De surcroît, le rapport de STOP indique que, même si les cigarettes électroniques et les HTP représentent encore une faible part du marché global de la nicotine (3 % de sa valeur en 2008; 7 %, en 2018), ces produits  permettent aux géants du tabac de freiner la baisse de leurs ventes totales. Il n’est donc pas étonnant que l’une des stratégies préférées de l’industrie pour étendre ce nouveau marché consiste à cibler les jeunes dans ses campagnes de marketing.

Une Fondation sans bien fondé

Ce n’est pas tout : PMI pousse plus loin l’hypocrisie dans la façon dont elle exploite sa Fondation pour un monde sans fumée.

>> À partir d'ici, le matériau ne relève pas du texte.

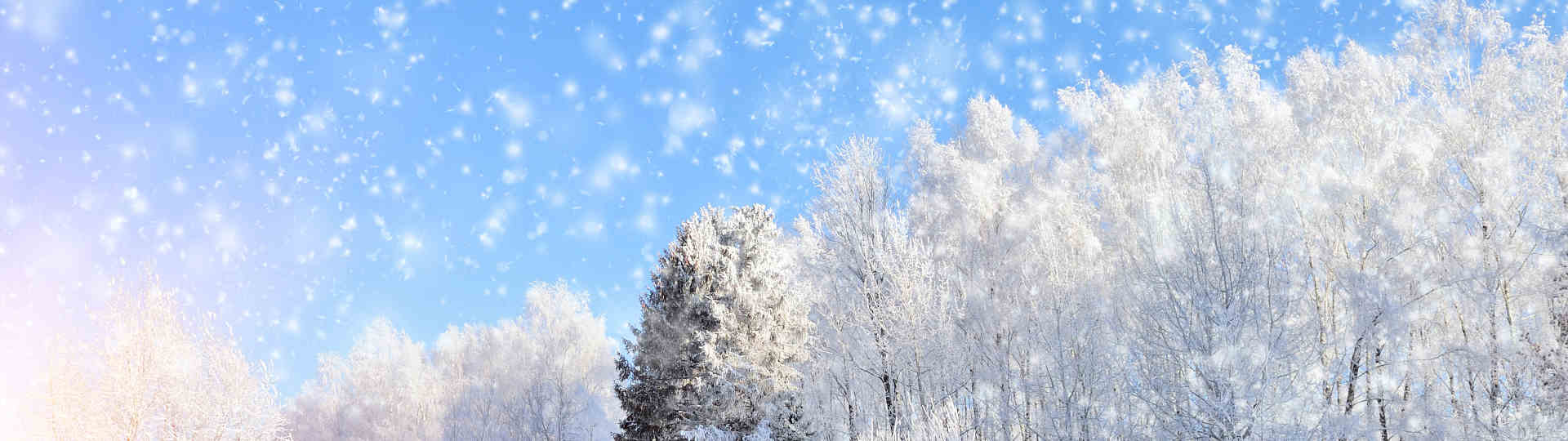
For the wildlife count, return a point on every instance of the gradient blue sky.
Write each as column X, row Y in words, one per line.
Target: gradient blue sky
column 300, row 168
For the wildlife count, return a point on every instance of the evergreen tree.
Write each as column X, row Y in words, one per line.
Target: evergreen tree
column 720, row 335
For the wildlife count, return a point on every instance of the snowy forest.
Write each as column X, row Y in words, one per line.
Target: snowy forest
column 1374, row 248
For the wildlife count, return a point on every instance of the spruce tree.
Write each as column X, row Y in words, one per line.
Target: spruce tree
column 720, row 335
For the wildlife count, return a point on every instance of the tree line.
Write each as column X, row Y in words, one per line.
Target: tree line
column 1375, row 247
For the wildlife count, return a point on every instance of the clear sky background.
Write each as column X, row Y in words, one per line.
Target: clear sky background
column 298, row 168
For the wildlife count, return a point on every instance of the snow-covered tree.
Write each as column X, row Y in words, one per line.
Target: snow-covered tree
column 156, row 376
column 1005, row 214
column 877, row 303
column 722, row 332
column 546, row 376
column 383, row 388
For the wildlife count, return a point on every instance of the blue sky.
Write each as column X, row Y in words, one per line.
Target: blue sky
column 298, row 170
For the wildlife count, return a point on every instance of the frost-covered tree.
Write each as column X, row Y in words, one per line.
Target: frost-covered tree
column 1004, row 211
column 546, row 376
column 1409, row 203
column 383, row 388
column 877, row 303
column 156, row 376
column 722, row 332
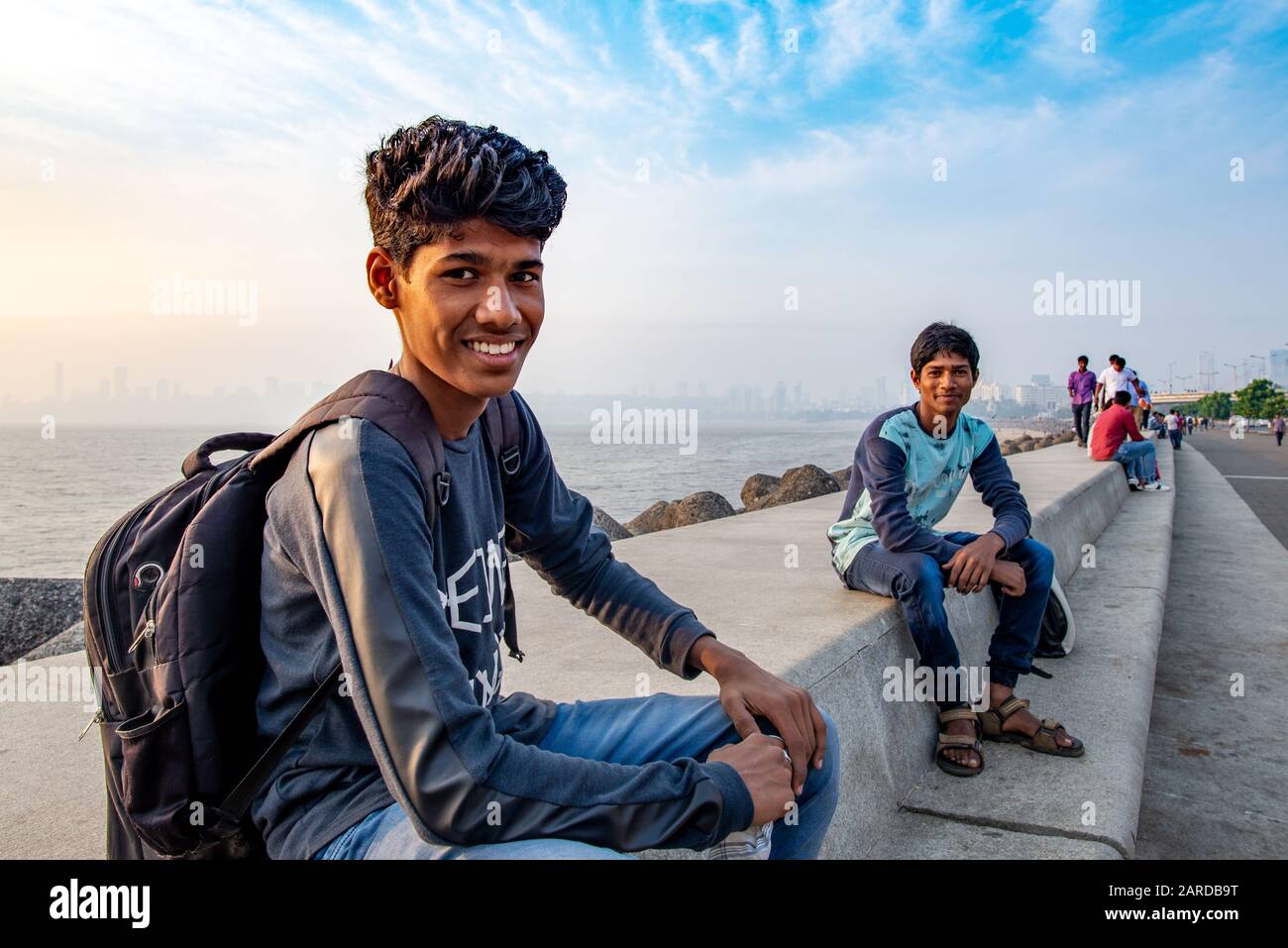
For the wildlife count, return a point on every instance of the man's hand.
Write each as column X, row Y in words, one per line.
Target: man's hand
column 747, row 689
column 1010, row 578
column 971, row 567
column 761, row 766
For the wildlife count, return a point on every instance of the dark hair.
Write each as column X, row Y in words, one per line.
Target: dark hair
column 944, row 338
column 425, row 179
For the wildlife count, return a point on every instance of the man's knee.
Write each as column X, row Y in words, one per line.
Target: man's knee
column 921, row 576
column 1037, row 559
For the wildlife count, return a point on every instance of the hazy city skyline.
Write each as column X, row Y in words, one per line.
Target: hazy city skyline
column 755, row 192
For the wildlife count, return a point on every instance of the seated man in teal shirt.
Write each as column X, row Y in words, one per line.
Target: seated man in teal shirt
column 909, row 468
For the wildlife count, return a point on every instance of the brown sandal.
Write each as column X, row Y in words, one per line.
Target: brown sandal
column 945, row 741
column 1043, row 741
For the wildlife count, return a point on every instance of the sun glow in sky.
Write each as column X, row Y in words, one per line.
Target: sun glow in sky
column 720, row 156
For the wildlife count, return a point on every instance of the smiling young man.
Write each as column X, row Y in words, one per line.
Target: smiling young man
column 425, row 758
column 911, row 464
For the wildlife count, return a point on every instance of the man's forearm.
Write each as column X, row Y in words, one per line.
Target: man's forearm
column 712, row 656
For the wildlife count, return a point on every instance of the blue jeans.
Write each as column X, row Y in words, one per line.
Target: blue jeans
column 618, row 730
column 1137, row 458
column 1082, row 420
column 917, row 582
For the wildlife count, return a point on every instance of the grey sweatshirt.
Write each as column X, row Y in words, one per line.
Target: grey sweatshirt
column 352, row 570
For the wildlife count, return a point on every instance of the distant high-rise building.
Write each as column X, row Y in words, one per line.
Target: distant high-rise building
column 1041, row 397
column 1279, row 368
column 1207, row 369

Depuis sa création en 2017, cette dernière se proclame une organisation scientifique indépendante ainsi qu’une partisane de la lutte antitabac. Pourtant, selon le rapport, le conflit d’intérêts est flagrant, puisqu’elle est entièrement dépendante de PMI sur le plan financier, qu’elle investit davantage dans les relations publiques que dans la science, qu’elle manque de transparence et, enfin, qu’elle collabore avec les organisations liées à l’industrie du tabac en vue de saper les efforts mondiaux de lutte contre le tabagisme.

La Fondation a d’ailleurs réussi à faire son chemin… jusqu’au Canada. À titre d’exemple, cette année, trois Canadiens (médecins et professeurs universitaires) faisaient partie du panel du Global Forum on Nicotine, un événement international organisé par la Fondation – ce qui suscite des doutes quant au financement de ces experts.

Heureusement, la Fondation ne semble pas se faire trop d’alliés : le rapport de STOP démontre qu’elle peine à établir des relations avec des scientifiques crédibles de la lutte antitabac, à publier ses études dans des revues reconnues et à garder son personnel clé. Sans compter que l’Organisation mondiale de la santé (OMS) a rapidement publié une déclaration disant qu’elle ne s’associerait pas à la Fondation, et que les gouvernements et la communauté de la santé publique devraient suivre son exemple. En 2019, des centaines d’experts mondiaux de la santé publique ont publié une lettre ouverte allant dans le même sens.

PMI « sans fumée » pour Prétentions Malhonnêtes et Illogiques

En somme, les revendications de PMI voulant qu’elle abandonne les cigarettes et cherche à créer un avenir sans fumée sont un pur exercice de relations publiques destiné à lui permettre d’accéder aux divers milieux politiques et de protéger ses intérêts. Après tout, la réalisation de ses ambitions d’un monde « sans fumée » ferait mourir l’entreprise elle-même! En effet, PMI n’aurait probablement plus aucun consommateur d’ici quelques décennies si l’on se fiait  au slogan de sa dernière campagne de relations publiques, Unsmoke : « si vous ne fumez pas, ne commencez pas; si vous fumez, arrêtez; si vous n’arrêtez pas, changez [pour les cigarettes électroniques ou les HTP] »! Ce message dénote un objectif d’affaires complètement illogique et donc, assurément malhonnête. Par conséquent, à la lecture du rapport de STOP, il va de soi que les gouvernements, les professionnels et les groupes de santé doivent continuer à surveiller de très près les faits, les gestes et les prétentions de Philip Morris International et de sa Fondation.